Human trafficking is on the rise in Edo, Delta, and Kano, according to a US research.
According to the United States’ ‘Trafficking in Persons Report June 2021,’ the majority of Nigerian trafficking victims in Europe and other parts of the world come from Edo, Delta, and Kano states
The US Department of State produced a report that highlighted the global threat of human trafficking in roughly 200 countries across six continents. The study specifically said that the Nigerian government has yet to fully achieve the minimal standards for the elimination of trafficking, but that it was working to improve its anti-trafficking capabilities. As a result, it said that Nigeria was promoted to Tier 2 in 2021 from Tier 2 Watchlist in 2020.

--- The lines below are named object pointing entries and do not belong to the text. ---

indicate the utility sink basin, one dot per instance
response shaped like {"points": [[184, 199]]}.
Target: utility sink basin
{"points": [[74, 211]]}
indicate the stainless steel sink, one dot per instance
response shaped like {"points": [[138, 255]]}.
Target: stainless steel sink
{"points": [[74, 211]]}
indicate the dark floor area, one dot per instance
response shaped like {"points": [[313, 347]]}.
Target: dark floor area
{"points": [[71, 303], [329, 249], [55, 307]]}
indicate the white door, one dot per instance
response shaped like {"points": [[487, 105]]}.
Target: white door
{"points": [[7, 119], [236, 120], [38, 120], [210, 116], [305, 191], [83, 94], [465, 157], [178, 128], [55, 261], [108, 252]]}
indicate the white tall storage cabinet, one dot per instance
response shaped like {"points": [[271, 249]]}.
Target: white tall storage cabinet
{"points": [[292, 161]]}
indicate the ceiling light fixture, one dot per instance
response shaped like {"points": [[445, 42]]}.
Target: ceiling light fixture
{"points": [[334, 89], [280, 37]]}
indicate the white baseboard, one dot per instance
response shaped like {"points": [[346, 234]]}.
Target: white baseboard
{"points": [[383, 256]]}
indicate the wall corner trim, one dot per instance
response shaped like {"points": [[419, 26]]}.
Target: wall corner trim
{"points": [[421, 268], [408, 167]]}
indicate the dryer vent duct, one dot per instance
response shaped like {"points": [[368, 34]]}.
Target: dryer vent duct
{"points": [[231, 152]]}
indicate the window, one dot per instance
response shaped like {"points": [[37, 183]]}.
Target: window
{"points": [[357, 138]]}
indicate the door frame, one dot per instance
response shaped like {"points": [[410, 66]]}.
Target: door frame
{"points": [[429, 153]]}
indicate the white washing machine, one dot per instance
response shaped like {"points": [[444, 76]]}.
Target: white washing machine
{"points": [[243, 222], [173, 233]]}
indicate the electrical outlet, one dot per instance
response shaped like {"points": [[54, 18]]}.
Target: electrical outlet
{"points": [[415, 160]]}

According to the research, “Historically, the bulk of Nigerian trafficking victims in Europe have come from Edo State, via Libya; however, observers have reported a growing number originating in other states, including Delta and Kano.” “In addition, officials found that Abia, Delta, Ebonyi, Edo, Imo, and Kogi states are popular sources for victims trafficked to West Africa and Europe. According to an international organization, cases of labor trafficking involving domestic workers to the Middle East and Gulf States, as well as men compelled into sexual exploitation and drug trafficking to Europe, surged throughout the reporting period. and a lack of opportunity for young girls, as well as the demands of the illegal adoption market and cultural pressure for large families in Nigeria “In 2019, the media and an international organization reported that networks of illicit actors profiting from human trafficking and smuggling recruited women and girls from IDP camps in North-East Nigeria for ostensibly legitimate jobs in Europe but exploited them for commercial sex in the northern Nigerian city of Agadez, North Africa, the Persian Gulf, and Europe.
“Primarily in Cross River and other southern states, as well as from IDP populations in the north, illicit actors – including some church leaders – operate ‘baby factories,’ which the government and NGOs describe as a widespread criminal industry in the country; experts say the phenomenon is driven by poverty and a lack of resources.